The response to this multi-part argument is, naturally, itself multi-part. First, past performance is no guarantee of future success. Just because it’s worked out so well from the onset of the Industrial Revolution through the present does not mean that it always will—there’s an inherent uncertainty to the future, and our institutional environment has changed radically from what it was a hundred or even just fifty years ago.

Second, some version of Baumol’s cost disease will keep us from Keynes’ paradise; usually health care or education are introduced at this stage of the argument even if the cost disease isn’t mentioned specifically. Even if robots make food and shelter and entertainment dirt cheap, poor people won’t be able to afford medical treatment. Or if the robots make that cheap, there will be something; robots can’t solve everything—as Andreessen himself argues quite firmly. If we hit a bad middle where robots merely replace all low-skilled workers but leave a few key areas like education and healthcare with growing rather than falling costs, things could look grim indeed for a lot of people.

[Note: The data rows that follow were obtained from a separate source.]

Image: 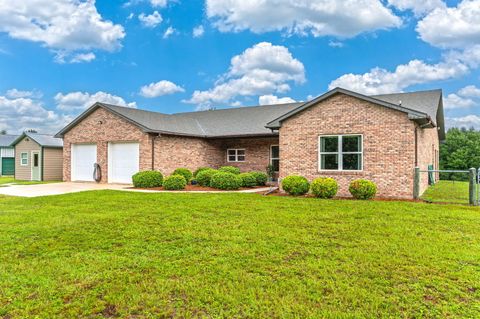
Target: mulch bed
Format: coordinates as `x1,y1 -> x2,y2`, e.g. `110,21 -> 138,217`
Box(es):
269,191 -> 426,203
131,185 -> 268,192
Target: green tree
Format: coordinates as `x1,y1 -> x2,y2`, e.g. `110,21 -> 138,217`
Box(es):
440,128 -> 480,180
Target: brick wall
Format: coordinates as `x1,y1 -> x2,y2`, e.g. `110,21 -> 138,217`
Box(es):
280,94 -> 415,198
212,137 -> 279,172
417,125 -> 440,194
63,108 -> 152,183
155,135 -> 223,175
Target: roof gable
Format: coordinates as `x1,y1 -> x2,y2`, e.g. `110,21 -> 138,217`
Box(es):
10,132 -> 63,148
266,88 -> 429,129
0,135 -> 18,147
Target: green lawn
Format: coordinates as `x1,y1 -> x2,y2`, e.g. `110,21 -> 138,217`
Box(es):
0,176 -> 60,187
0,191 -> 480,318
422,181 -> 468,204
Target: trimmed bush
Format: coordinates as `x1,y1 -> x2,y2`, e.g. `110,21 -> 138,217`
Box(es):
348,179 -> 377,199
172,168 -> 193,184
193,167 -> 213,177
218,166 -> 240,175
250,172 -> 268,186
163,175 -> 187,191
196,168 -> 218,186
238,173 -> 257,187
310,177 -> 338,198
210,172 -> 242,190
132,171 -> 163,188
282,175 -> 310,196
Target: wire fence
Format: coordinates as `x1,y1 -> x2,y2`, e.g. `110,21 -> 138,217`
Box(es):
413,167 -> 480,205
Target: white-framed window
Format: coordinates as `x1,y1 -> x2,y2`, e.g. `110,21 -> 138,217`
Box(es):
227,148 -> 245,162
270,145 -> 280,173
20,152 -> 28,166
318,134 -> 363,171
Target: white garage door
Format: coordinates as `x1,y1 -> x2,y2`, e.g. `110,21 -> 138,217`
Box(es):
108,143 -> 140,184
72,144 -> 97,182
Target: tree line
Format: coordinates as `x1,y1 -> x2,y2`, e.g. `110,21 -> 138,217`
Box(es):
440,128 -> 480,180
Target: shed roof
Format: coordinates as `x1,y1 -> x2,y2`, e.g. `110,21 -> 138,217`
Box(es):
10,132 -> 63,148
0,135 -> 18,147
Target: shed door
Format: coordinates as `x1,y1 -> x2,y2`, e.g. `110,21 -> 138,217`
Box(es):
72,144 -> 97,182
108,143 -> 140,184
0,157 -> 15,176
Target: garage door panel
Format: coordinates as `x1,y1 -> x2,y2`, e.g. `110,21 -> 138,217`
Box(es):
72,144 -> 97,182
108,143 -> 140,184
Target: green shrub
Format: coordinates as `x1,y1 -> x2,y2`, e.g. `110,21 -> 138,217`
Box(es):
210,172 -> 242,190
348,179 -> 377,199
196,168 -> 218,186
193,167 -> 212,177
218,166 -> 240,175
238,173 -> 257,187
310,177 -> 338,198
282,175 -> 310,196
163,175 -> 187,191
172,168 -> 193,184
250,172 -> 268,186
132,171 -> 163,188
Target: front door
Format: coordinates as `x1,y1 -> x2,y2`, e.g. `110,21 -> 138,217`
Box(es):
32,151 -> 41,181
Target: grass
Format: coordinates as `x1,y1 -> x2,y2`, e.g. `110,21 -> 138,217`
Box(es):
422,181 -> 468,204
0,191 -> 480,318
0,176 -> 61,187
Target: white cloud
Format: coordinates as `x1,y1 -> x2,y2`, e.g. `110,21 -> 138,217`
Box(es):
329,60 -> 469,95
0,0 -> 125,52
206,0 -> 401,37
70,52 -> 95,63
54,91 -> 137,113
184,42 -> 305,109
458,85 -> 480,98
192,25 -> 205,38
163,27 -> 176,39
445,114 -> 480,130
388,0 -> 446,17
140,80 -> 185,98
5,89 -> 43,99
258,94 -> 296,105
138,11 -> 163,28
0,96 -> 72,134
417,0 -> 480,48
328,41 -> 345,48
444,85 -> 480,110
150,0 -> 168,8
443,93 -> 476,110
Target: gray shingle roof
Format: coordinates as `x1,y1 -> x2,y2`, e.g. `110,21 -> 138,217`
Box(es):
11,132 -> 63,148
56,88 -> 443,138
0,135 -> 18,147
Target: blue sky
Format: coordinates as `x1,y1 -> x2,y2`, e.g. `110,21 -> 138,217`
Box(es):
0,0 -> 480,133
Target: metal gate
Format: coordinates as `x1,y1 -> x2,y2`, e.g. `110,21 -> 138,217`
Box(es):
413,167 -> 480,205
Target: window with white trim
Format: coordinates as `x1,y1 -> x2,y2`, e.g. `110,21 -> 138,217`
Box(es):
319,135 -> 363,171
270,145 -> 280,173
20,153 -> 28,166
227,149 -> 245,162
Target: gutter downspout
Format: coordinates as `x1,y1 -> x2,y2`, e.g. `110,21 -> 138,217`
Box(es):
151,133 -> 160,171
415,117 -> 433,167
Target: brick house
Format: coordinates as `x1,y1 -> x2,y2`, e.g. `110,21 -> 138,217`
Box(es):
56,88 -> 445,198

Finally, the optimists start speculating about more or less good scenarios that still fit the this-time-is-different diagnosis. Eli talks about people becoming more entrepreneurial. He and I both wonder whether education will have to change to promote hustle or autodidactic tendencies.

I also wonder whether the 9-to-5, steady stream of income, well defined job will become a thing of the past and we’ll move towards a future where a substantial majority of people’s income is highly lumpy.

So what is the underlying rhetoric of each position?

The classical economics position that Andreessen stakes out is one of continuity with the past, in a way that is comforting. Andreessen can point out that people have been having these concerns for over two centuries and been wrong every time. We definitely shouldn’t jump the gun and try to stop progress, because it will only hurt the poor, whose standard of living the availability of cheaper goods has a much bigger impact on.

The technological unemployment position is much more of a many-headed hydra. Some employ it in the process of arguing the inevitability of something like universal basic income. Some employ it and conclude with the types of arguments Eli and I have made; that we’re in for a significant structural shift that will ultimately be beneficial to all, but may be painful in the interim. And some employ it to emphasize Coming Apart and The Average is Over style arguments about the structural inevitability of rising inequality.

The only projection I’m willing to make is that the advantage held by any of these rhetorics in persuading a broader public is probably going to have to do more with short term labor market conditions than with the details of their arguments.